It's natural to become friends (or at least friendly) with your coworkers. You spend eight hours every day with them⎯a good chunk of your existence⎯and you likely have a lot in common if you work at the same company. It can even be good for your productivity⎯turns out friendship in the workplace boosts employee satisfaction by 50 percent and those with a best friend at work are seven times more likely to fully engage in their work, according to a 2013 Gallup poll.
But that doesn't mean office friendships are all smooth-sailing. Here are four tips for balancing your professional and personal life, without the risk of ending up miserable.
Watch the office gossip.
A study from the University of Amsterdam found that 90 percent of all office conversation qualifies as gossip. That's almost all conversation! Not only does gossip distract you from getting any work done but it can also negatively affect your work relationships. A gripe about your coworkers to friends outside of work is fine (and often necessary), but be wary of complaining to a fellow coworker. You truly can't separate who knows who⎯or what small quip might strike the wrong ears.
If it comes up, keep your comments to yourself unless your friend has made you feel safe to let out a complaint. The smaller the group you complain to, the better. As Peggy Drexler, Ph.D., writes for Psychology Today, “Simply assume that anything you say can and will come back to haunt you.”
Keep office hangouts to a minimum.
Healthy friendships should have an open-door policy, but when it comes to the office, keep your door shut⎯literally. This is especially the case if you and a friend both work in the same department. Want to chat with a friend but you both sit in cubicles? Take a short walk together instead. Just be aware that people will start to notice your bond. Being attached at the hip can come with some limitations, including possible exclusion by other coworkers. And frequent visits may lead other coworkers to question your work ethic. If you're chatting all the time, when is your work getting done? As Forbes contributor Susanna Breslin writes, it might be one way you're hurting your career:
“You’re at work, but why? My guess is that if you ask most men, they won’t say to ‘make friends.’ But sometimes it seems like that’s a big part of what women are doing at work. Bonding. That’s nice…but work is dog-eat-dog, not kumbaya."
Beware of the power struggle.
If you and your friend are both on the same level professionally, there may be (and should be) some healthy competition for a more senior position. This could cause problems in the future when promotions are on the table. Make sure to evaluate your friend’s support. Does he/she support your professional ambitions? Or is there an element of jealousy? Then take caution. Even better, make an effort to foster relationships between coworkers who are more senior or more junior than you. Not only can it be beneficial for growth, both professional and personally, but you will likely end up with a valuable mentoring relationship.
Trust your gut.
If you want genuine friendship with a coworker, you must be genuine. Like any friendship, it takes vulnerability and honesty.
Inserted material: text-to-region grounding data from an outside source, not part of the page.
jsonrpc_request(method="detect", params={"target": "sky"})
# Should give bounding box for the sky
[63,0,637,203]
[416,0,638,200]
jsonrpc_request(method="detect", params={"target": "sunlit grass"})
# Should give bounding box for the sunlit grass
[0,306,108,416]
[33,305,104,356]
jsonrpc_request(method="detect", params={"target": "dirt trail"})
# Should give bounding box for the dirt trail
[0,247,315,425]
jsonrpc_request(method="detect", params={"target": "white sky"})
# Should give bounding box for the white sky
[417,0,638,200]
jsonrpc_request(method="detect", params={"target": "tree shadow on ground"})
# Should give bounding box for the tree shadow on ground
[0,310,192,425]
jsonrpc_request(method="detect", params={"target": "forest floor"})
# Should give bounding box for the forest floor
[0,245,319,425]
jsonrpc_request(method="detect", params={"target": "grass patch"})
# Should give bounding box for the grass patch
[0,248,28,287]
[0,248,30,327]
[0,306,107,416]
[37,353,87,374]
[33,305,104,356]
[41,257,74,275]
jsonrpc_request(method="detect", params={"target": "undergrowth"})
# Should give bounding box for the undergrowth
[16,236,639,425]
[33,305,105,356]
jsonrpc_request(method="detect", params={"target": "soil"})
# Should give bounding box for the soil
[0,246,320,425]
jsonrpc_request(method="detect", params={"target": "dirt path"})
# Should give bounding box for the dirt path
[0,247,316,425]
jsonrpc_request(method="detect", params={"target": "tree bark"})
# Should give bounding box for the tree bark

If you feel in a position to open up and expose yourself⎯or you feel you can trust your coworker with the personal details of your life⎯then you are your own best judge. If you sense manipulation for career gains, or even jealousy, take caution: Your "friend" may not have your best interest in mind. As Forbes' Meghan Casserly writes about her female colleague:
“To say we’re not competitive would be a lie. Am I jealous when her traffic numbers dwarf my own or she scores a great magazine feature? No. But does it inspire me to work harder, write faster or pitch more stories? Absolutely. But more importantly I try to be the first person to congratulate her on her successes, whether it’s a workplace win or her recent wedding. Because that’s what friends do.”